Fatinesi Chekaya is the applicant in this matter.  I heard her motion for bail yesterday.  From the affidavit in support it appears she was arrested on 1st November, 2001 in respect of the deaths of three children.  The State has given an indication that it intends to prosecute her for Manslaughter.

Very moving and eloquent arguments and submissions were made by Mr Mulemba, of Counsel, on behalf of the applicant in this case.  In brief they were to the effect that subject to the interests of justice requiring otherwise S. 42(2)(e) of the Constitution grants every accused person, including the applicant herein, the right to be released on bail.  The primary consideration when the question whether or not to grant bail to any applicant arises being whether or not it is likely that such person would be available to attend his or her trial, it was submitted that the State not having attempted to show the strength of their case, and not having shown that the applicant might interfere with their witnesses or their evidence, and that further not having shown that the applicant has the means to travel out of Malawi, the interests of justice require that she be granted bail.  On point that the State intends to charge the applicant with Manslaughter it was argued that believably in such case no exceptional circumstances need be proved.

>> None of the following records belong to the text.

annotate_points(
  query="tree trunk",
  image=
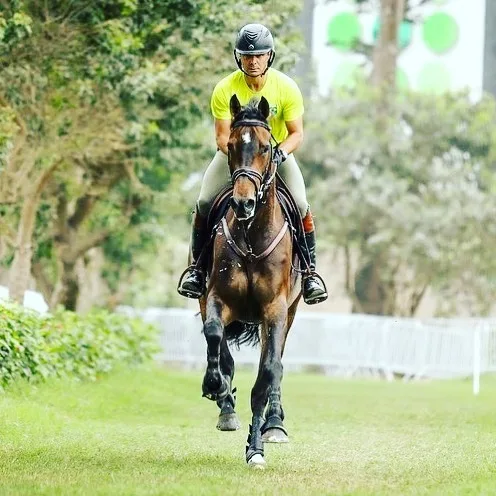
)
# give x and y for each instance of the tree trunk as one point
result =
(20, 270)
(386, 51)
(372, 293)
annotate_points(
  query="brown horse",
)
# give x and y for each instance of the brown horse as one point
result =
(252, 290)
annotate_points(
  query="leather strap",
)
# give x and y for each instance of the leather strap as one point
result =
(252, 256)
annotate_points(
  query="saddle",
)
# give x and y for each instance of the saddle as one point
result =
(290, 211)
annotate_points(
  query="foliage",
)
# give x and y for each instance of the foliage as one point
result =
(35, 347)
(110, 92)
(407, 197)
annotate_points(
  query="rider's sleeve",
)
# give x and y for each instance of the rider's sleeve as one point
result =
(219, 103)
(293, 102)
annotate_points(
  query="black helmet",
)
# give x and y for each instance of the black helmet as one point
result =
(254, 39)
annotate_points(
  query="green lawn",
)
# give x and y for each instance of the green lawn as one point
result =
(150, 432)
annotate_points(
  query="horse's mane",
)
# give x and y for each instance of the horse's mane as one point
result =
(250, 111)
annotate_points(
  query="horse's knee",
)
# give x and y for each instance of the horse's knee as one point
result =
(272, 369)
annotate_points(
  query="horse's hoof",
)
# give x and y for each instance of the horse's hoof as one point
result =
(228, 422)
(257, 461)
(274, 436)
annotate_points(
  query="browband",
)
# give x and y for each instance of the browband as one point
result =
(250, 123)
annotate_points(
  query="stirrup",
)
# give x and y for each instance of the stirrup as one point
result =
(317, 299)
(188, 293)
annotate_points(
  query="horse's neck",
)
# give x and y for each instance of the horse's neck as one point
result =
(267, 222)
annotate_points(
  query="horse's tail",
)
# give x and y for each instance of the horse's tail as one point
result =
(243, 333)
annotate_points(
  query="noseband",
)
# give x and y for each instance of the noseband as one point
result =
(261, 182)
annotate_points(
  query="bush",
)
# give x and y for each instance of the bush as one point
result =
(34, 346)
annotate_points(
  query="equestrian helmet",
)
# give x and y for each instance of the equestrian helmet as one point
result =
(254, 39)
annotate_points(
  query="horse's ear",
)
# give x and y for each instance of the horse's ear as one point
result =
(235, 106)
(264, 107)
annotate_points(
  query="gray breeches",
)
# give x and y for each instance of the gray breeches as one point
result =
(217, 177)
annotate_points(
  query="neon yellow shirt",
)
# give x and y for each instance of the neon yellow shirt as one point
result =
(282, 93)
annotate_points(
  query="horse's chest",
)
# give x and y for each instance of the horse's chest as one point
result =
(244, 282)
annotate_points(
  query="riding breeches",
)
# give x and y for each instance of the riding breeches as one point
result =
(217, 177)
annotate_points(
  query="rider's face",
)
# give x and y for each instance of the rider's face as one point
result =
(255, 65)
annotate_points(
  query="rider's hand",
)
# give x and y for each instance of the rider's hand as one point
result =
(279, 156)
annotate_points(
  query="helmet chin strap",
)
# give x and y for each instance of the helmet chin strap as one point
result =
(269, 63)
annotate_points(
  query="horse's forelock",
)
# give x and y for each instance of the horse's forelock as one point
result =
(250, 111)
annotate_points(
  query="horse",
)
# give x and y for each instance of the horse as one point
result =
(253, 290)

The State filed an affidavit in opposition to this application and at the hearing proceeded to so object to bail.  Mr Kamwambe, the Chief State Advocate, argued that for ordinary cases the arguments advanced by the applicant carried weight, but that for this heinous offence different principles apply.  Referring to the cases of Brave Nyirenda, Zgambo, Gwazantini, and Tembo without detailing out their citations Mr Kamwambe pointed out that there is an abundance of case authority to the effect that for these types of offences courts ought to be slow to grant bail and that the requirement is that courts only grant bail in such cases on show of exceptional circumstances and this he said the applicant has not done.  The State indicated it was ready to commit the applicant for trial any day from yesterday and prayed that the application herein should not be granted.

I should first observe that with the Bail (Guidelines)Act, which Mr Mulemba ably made reference to, now in place and with the wealth of case authorities in place, the exercise of granting or withholding bail in criminal cases has been made relatively easy for courts.  I must say that for my part I have always treated Manslaughter as a rather high ranking offence in the category of serious offences.  Much as indeed it is a lower scale offence when compared with Murder I think compared with Robbery where at the end of the crime there is still life going on, Manslaughter, which relates to termination of life, should, in my view, rank higher.  Of course there are different types of Manslaughter, but all the same from the punishment the legislature has attached to this offence i.e. life imprisonment, I do not think it can rightly be downgraded to the level of common crime.  In the absence of any authority classifying Manslaughter below the group of serious or heinous offences, I think I must continue to treat it as belonging to that category.

Now if I am correct in so viewing this offence then I am bound by the authorities that are abound from the Supreme Court on the subject.  These authorities in no uncertain terms project the position that for this class of offences it is incumbent on he or she who seeks bail to show that there are exceptional circumstances qualifying him or her for bail.  An indicator of this position of the Supreme Court is well illustrated in the statement:-

“In our view it must be rare when the interests of justice can require that a capital offender or persons accused of serious offences should be released on bail.” 

at p 6 of McWilliam Lunguzi -vs- Rep M.S.C.A. Criminal Appeal No. 1 of 1995 (unreported).  I can therefore only grant bail in this case if I am satisfied that the applicant has shown me the requisite exceptional circumstances qualifying her for bail.

To be quite frank I think the applicant has not shown any such exceptional circumstances in this case.  True the State has not indicated what evidence it has in the case and indeed they have not made any comment regarding the likelihood or otherwise of the applicant interfering with their evidence or their witnesses.  True also they have not indicated whether the applicant possesses any travel documents that might enable her to leave the jurisdiction.  Be this as it may, from what I know of the stand of case law on exceptional circumstances, I do not find myself convinced that this mere pointing out by the applicant of what she argues are shortfalls in the State’s response to her application for bail as per the guidelines amounts to exceptional circumstances.  The applicant having fallen short of what she is expected to demonstrate to obtain bail in a serious offence I cannot grant bail on basis of sheer sympathy with her.  I must therefore refuse bail.  Accordingly I dismiss her application.

Made in Chambers this 24th day of May, 2002 at Blantyre.